Это был гриф — птица, которой люди подарили небо, чтобы не видеть, чем она занята на земле. Его называли очистителем, проводником, знаком возвращения, поднимали над костями, вплетали в молитвы, будто слово могло сделать страх легче. Но никакое имя не меняло направления полёта: гриф всё равно спускался туда, где тело переставало быть человеком и становилось тёплым остатком, который уже никого не звал. В этом была странная нежность: все алтари мира не отменяли простого движения клюва, как все человеческие храмы и придуманные вечности не отменяли того, что внутри самого человека тихо шевелилась та же трусость — лёгкая, розовая, почти невинная: потребность назвать неизбежное священным, потому что изменить его нельзя.

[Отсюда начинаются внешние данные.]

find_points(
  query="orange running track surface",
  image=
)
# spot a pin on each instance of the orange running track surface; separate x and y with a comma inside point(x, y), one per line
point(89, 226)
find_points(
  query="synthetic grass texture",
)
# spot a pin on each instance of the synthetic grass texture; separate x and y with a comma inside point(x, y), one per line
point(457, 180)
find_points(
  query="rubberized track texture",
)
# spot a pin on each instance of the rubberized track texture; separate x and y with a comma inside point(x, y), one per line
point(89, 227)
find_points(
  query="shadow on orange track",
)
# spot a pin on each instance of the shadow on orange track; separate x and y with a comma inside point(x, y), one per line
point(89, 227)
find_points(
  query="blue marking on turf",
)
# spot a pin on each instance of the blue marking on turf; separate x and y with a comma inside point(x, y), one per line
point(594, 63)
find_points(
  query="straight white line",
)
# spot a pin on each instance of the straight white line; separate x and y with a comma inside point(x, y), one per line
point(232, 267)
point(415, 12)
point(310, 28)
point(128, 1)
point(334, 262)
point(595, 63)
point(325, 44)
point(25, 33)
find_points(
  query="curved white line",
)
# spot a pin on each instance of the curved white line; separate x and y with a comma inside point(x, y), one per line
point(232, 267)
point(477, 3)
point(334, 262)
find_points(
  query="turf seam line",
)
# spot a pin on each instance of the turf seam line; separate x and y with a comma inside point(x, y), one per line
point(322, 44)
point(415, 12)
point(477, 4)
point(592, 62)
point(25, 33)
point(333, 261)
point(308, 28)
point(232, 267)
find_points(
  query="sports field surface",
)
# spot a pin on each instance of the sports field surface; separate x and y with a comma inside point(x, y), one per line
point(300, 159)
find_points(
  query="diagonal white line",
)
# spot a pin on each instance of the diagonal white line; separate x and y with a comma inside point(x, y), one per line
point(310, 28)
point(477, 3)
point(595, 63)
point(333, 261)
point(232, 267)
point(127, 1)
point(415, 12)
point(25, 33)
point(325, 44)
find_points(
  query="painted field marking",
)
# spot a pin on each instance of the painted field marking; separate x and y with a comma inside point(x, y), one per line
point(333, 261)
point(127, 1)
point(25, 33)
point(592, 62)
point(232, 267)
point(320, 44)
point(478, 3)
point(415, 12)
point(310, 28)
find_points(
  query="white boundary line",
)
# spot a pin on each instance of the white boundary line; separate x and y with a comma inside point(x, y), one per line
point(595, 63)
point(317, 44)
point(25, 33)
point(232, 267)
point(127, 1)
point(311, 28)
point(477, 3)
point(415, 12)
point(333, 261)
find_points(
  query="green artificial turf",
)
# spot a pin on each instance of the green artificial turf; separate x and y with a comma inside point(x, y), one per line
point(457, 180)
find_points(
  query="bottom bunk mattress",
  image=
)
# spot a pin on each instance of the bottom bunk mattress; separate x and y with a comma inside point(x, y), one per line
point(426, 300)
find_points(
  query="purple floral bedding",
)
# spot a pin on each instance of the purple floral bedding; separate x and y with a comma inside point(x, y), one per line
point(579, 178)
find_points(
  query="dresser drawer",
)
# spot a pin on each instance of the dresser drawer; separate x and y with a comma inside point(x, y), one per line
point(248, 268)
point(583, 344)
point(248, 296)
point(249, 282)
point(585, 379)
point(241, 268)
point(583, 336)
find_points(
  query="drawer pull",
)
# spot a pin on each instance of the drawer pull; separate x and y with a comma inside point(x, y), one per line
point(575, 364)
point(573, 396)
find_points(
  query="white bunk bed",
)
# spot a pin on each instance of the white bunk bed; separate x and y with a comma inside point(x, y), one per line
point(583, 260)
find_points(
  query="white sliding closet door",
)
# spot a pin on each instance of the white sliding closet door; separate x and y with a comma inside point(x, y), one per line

И среди всего этого стояла сакура — не дерево, а розовый свет. Лепестки отрывались легко, ложились на кости, на крылья, на ритуал. Они падали мягко, будто мир пытался сделать распад чуть менее тяжёлым.
Она исполняла танец Чод. Пыталась стереть скорбь по мёртвому ребёнку холодной мудростью, которую ей придумали.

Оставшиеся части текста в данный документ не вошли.